To review, for each item [media id="8675309"]
:
1. Go to the database, get the nyt_media
row by primary key (8675309)
2. Request the asset from a web service, using the asset_id
returned by the row
3. Get the metadata from nyt_2_mediameta
by nyt_media_id
(8675309)
4. Don’t actually make network requests in the shortcode handler itself
5. Read all of these values from primed caches
Shortcodes get parsed when 'the_content'
filters runs. To short circuit that, we hook into 'template_redirect'
, which happens before rendering. We match all of the shortcodes in the content for every post in the request – this is more than just the main loop, this could also be Related Content modules and the like. We build a list of all of the unique IDs that will need data.
Once we have all of the IDs, we look in the cache for existing entries. If we parsed 85 IDs, and 50 are already in the cache, we will only request the missing 35 items. It is absolutely crucial for the HTTP portion that we generate a batch query and that no single requests leak out. We are not going to make requests serially (one at a time), our server would explode and time out. Because we are doing such amazing work so far, and we are so smart about HTTP, we should be fine, right?
Let us open our hymnals to my tweet-storm from Friday:
1) spent a full day optimizing retrieval of data from the database over the lifecycle of a request – priming the cache to avoid row lookups
— Scott Taylor ⛵️ (@wonderboymusic) March 24, 2017
I assumed all primary key lookups would be fast and free. Not so.
Let’s look at these lines:
// ids might be a huge array $assets = array_reduce( $ids, function ( $carry, $id ) use ( $repo ) { // all items will not be read from the cache // we did not prime the cache yet $asset = $repo->find( $id ); if ( $asset ) { $carry[] = $asset; } return $carry; }, [] ); // later on in the request // we request the bylines (authors) for all of the above posts
A ton of posts, each post has several media assets. We also store bylines in a separate table. Each post was individually querying for its bylines. The cache was not primed.
When the cache is primed, this request has a chance of being fast-ish, but we are still hitting Memcached a million times (I haven’t gotten around to the batch-requesting cache lookups).
The Solution
Thank you, Doctrine. Once I realized all of the cache misses stampeding my way, I added calls to prime both caches.
// media assets (shortcodes) // many many single lookups reduced to one $repo->findBy( [ 'id' => $ids ] );
Remember, WP_Query
always makes an expensive query. Doctrine has a query cache, so this call might result in zero database queries. When it does make a query, it will prime the cache in a normalized fashion that all queries can share. Winning.
For all of those bylines, generating queries in Doctrine remains simple. Once I had a list of master IDs:
// eager load bylines for all related posts (there were many of these) $app['bylines.repo.post_byline']->findBy( [ 'postId' => array_unique( $ids ), 'blogId' => $app['blog_id'], ] );
Conclusion
Performance is hard.

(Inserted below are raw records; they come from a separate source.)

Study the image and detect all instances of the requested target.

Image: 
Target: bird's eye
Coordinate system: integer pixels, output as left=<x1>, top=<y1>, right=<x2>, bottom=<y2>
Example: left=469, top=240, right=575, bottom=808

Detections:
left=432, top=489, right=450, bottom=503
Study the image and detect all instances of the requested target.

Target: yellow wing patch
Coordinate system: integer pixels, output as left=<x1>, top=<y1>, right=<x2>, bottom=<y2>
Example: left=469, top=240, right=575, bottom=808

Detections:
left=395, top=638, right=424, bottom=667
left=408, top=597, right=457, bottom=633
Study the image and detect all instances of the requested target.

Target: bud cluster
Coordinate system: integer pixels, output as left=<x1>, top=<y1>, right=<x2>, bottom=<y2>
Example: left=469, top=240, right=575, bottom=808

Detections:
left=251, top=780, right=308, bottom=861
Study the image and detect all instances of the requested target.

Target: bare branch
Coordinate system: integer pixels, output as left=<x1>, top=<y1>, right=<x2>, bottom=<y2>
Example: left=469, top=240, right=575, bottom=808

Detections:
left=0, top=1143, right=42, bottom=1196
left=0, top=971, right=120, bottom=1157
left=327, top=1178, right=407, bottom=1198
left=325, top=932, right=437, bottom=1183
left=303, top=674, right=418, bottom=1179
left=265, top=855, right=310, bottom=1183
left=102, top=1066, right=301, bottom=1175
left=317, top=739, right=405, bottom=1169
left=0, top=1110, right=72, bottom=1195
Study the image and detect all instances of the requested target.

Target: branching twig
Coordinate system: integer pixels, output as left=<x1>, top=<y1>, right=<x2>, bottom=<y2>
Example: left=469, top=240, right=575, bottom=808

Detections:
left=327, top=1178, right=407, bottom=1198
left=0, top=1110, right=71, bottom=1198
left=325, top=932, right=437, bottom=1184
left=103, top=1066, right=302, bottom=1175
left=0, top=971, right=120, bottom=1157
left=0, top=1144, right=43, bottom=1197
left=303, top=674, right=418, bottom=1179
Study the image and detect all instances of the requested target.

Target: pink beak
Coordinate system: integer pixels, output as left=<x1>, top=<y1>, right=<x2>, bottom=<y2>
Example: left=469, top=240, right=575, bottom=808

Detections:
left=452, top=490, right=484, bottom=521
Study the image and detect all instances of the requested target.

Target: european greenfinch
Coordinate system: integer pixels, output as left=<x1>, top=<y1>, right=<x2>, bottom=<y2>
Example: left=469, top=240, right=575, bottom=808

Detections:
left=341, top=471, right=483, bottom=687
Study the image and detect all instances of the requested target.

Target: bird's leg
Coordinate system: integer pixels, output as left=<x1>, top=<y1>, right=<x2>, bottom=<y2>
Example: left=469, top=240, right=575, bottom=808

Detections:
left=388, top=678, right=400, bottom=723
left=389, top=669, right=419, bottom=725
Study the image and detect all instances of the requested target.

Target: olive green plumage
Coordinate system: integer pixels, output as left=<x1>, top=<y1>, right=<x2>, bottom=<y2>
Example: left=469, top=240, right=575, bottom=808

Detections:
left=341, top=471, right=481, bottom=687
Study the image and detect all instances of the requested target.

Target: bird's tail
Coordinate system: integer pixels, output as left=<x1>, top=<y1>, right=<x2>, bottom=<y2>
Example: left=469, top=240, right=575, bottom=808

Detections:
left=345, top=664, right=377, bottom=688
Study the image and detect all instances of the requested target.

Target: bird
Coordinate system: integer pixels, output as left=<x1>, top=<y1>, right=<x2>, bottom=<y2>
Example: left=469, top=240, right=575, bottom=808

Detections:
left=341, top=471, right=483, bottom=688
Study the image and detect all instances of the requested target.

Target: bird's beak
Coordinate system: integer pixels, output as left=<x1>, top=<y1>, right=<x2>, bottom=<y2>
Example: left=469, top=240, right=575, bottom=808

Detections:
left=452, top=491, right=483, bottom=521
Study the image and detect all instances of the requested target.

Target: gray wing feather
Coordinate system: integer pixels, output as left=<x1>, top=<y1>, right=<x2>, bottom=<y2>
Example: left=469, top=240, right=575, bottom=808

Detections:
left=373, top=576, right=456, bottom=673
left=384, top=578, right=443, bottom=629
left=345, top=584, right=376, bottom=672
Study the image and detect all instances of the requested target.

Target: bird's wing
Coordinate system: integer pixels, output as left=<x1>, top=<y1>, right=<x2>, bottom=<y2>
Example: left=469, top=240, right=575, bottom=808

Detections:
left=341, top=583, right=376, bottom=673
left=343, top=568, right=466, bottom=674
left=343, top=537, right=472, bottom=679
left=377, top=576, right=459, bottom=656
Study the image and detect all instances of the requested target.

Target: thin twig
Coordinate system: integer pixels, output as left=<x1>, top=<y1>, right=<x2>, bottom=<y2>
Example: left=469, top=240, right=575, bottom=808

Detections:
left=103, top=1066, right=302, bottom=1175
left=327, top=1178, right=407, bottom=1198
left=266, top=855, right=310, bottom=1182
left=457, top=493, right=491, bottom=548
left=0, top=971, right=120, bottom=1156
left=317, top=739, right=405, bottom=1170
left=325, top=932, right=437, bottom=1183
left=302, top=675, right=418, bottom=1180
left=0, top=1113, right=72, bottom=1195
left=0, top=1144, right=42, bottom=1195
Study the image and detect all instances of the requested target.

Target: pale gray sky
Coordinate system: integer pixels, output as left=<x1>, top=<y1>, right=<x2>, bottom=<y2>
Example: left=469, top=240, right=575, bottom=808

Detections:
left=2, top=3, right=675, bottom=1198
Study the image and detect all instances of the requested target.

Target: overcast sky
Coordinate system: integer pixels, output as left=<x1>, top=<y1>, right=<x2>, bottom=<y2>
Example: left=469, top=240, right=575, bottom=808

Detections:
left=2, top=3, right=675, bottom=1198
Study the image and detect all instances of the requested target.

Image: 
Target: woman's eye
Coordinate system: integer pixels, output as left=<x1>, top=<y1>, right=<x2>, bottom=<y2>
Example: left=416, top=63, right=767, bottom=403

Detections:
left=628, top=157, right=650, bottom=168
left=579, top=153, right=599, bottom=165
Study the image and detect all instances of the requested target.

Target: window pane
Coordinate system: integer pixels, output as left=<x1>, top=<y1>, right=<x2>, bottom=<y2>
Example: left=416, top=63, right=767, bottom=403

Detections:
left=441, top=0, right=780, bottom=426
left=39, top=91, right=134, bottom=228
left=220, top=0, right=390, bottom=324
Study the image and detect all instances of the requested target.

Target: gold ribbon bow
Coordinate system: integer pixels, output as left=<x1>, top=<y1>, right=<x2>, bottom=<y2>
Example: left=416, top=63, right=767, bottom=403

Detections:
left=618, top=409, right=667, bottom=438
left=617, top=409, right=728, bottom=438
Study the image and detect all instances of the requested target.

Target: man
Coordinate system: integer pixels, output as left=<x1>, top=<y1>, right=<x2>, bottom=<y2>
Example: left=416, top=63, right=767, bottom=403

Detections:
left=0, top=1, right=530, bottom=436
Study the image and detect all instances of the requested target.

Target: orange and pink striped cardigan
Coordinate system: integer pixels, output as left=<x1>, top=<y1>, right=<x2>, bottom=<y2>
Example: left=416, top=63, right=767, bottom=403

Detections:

Along the way last week, I realized the the default Docker image for PHP-FPM does not enable the opcache by default for PHP 7. Without it being on, wp-settings.php
can take more than 1 second to load. I turned on the opcache. I will prime my caches from now on. I will not take primary key lookups for granted. I will consistently profile my app. I will use power tools when necessary. I will continue to look outside of the box and at the PHP universe as a whole.
Final note: I don’t even work on PHP that much these days. I have been full throttle Node / React / Relay since the end of last year. All of these same concepts apply to the Node universe. Your network will strangle you. Your code cannot overcome serial network requests. Your cache must be smart. We are humans, and this is harder than it looks.